The fragility of the rebound prompted the government to approve a plan last month to inject 11 billion euros ($15 billion) into the economy through European, government and private funds, as well as loans to companies. The measures include 175 million euros to extend a program to prop up auto sales for a sixth time, raising the total amount to 715 million euros.
“Government fiscal incentives for the automobile industry have contributed to support domestic demand since the second half of last year,” said Miguel Cardoso Lecourtois, chief economist for Spain at Banco Bilbao Vizcaya Argentaria SA in Madrid. “Exports will be key going forward as the vigor of spending is likely to slow.”
Overseas sales have surged since 2010, a performance Rajoy’s government attributes to an improvement in Spain’s competitiveness, after a 2012 overhaul of labor laws made it easier for companies to cut wages and fire workers. Record tourist inflows also bolstered the economy.
The automobile industry, which represents about 10 percent of manufacturing production and 7 percent of jobs, also benefited from those steps as carmakers such as Renault SA boosted output while renegotiating wage agreements. Car production last year rose by 11 percent after dropping to its lowest level in over 10 years in 2012. It gained another 5 percent through May.
A survey of factory purchasing managers due on Aug. 1 will signal whether the momentum in growth is holding out. May trade data suggested exports are slowing, with a 1.27 percent decline from a year ago even as they rose 0.81 percent so far this year.
The yield on Spain’s 10-year benchmark bond fell three basis points to 2.57 percent at 2:53 p.m. in Madrid today, compared with a euro-era record of 7.75 percent in July 2012.

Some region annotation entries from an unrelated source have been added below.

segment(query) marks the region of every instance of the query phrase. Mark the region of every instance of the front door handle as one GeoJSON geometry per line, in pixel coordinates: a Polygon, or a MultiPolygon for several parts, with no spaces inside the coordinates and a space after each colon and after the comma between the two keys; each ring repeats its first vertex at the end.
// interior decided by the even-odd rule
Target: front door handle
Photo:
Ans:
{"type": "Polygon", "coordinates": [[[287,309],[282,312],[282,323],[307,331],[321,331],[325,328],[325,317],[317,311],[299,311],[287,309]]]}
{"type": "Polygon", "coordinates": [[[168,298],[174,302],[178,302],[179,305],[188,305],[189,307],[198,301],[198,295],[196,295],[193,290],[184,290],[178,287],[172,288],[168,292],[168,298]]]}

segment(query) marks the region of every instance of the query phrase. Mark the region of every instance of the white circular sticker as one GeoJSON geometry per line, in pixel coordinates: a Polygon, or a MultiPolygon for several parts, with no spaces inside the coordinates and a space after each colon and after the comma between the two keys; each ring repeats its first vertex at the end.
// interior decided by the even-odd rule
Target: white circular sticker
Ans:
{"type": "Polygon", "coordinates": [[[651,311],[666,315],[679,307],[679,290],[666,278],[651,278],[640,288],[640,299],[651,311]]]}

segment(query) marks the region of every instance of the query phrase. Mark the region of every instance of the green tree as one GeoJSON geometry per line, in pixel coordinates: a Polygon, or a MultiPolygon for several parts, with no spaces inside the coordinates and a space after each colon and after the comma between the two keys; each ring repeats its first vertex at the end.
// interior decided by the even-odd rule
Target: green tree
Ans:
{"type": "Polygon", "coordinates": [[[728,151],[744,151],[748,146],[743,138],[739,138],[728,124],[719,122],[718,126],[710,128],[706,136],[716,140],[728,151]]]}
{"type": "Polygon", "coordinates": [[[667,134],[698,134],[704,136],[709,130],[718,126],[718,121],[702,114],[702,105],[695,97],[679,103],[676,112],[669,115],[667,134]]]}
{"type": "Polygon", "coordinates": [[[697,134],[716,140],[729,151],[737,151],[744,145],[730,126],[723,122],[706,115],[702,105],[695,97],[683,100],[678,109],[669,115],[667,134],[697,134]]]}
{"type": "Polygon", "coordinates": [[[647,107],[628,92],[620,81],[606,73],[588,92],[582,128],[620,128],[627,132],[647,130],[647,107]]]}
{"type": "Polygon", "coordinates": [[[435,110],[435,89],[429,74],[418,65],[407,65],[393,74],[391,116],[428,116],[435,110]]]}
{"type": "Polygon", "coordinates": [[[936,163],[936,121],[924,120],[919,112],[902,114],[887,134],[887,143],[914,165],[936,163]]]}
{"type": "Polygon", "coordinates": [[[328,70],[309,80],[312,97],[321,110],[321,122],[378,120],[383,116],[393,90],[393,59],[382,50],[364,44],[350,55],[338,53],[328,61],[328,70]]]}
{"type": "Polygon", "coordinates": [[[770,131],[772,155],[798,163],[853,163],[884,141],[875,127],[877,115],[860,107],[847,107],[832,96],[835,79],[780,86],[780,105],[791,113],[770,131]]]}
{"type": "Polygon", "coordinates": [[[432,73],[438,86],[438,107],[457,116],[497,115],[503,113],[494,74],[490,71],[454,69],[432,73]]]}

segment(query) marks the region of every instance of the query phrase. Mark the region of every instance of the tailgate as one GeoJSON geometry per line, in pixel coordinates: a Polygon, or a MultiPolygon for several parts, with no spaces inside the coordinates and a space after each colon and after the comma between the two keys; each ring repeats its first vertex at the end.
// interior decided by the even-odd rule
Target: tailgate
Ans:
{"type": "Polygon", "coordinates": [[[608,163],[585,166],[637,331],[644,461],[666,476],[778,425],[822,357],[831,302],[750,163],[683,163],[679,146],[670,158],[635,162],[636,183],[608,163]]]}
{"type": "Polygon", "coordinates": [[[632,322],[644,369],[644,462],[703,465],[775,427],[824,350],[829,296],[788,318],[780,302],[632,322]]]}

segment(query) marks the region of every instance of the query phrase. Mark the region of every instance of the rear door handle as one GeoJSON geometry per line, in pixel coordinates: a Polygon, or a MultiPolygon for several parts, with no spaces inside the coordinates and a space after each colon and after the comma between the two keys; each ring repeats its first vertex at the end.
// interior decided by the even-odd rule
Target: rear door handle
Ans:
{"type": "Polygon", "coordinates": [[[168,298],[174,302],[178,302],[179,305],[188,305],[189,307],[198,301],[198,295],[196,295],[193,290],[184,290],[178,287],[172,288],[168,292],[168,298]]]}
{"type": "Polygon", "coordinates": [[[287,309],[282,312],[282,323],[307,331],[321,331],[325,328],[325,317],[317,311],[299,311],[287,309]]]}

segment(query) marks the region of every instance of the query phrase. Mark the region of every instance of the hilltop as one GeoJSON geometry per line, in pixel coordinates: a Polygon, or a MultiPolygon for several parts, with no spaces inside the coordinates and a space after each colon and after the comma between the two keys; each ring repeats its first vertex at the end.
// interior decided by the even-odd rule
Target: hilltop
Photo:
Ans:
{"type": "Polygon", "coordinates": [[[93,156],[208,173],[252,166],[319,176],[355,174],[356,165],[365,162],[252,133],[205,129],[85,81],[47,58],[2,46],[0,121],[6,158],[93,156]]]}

Frail domestic demand is an obstacle for those companies that have bet on innovation rather than trying to compete on prices. In Alicante, Forest Chemical Group, an industrial glue manufacturer which employs 30 people, says it goes to other European countries or Northern Africa to sell its fast-sticking concentrated paste.
“It’s tough to find buyers for niche products here,” said executive manager Pedro Fernandez Climent.
In a country where construction and services contribute 73 percent of added value generated every year, the effort in research and development is among the lowest in the region, amounting to 1.3 percent of GDP compared with a European Union average of 2.1 percent. As the government focused on shrinking the EU’s fourth-largest budget gap and companies on cutting costs, spending on innovation has fallen 8 percent since 2010.
“Spain is recovering lost competitiveness -- it’ll take time for spending to recover,” said Rafael Pampillon, an economy professor at IE Business School. “There is an improvement -- income is increasing, house purchases are rising -- but you can’t expect a patient to eat a paella straight out of intensive care.”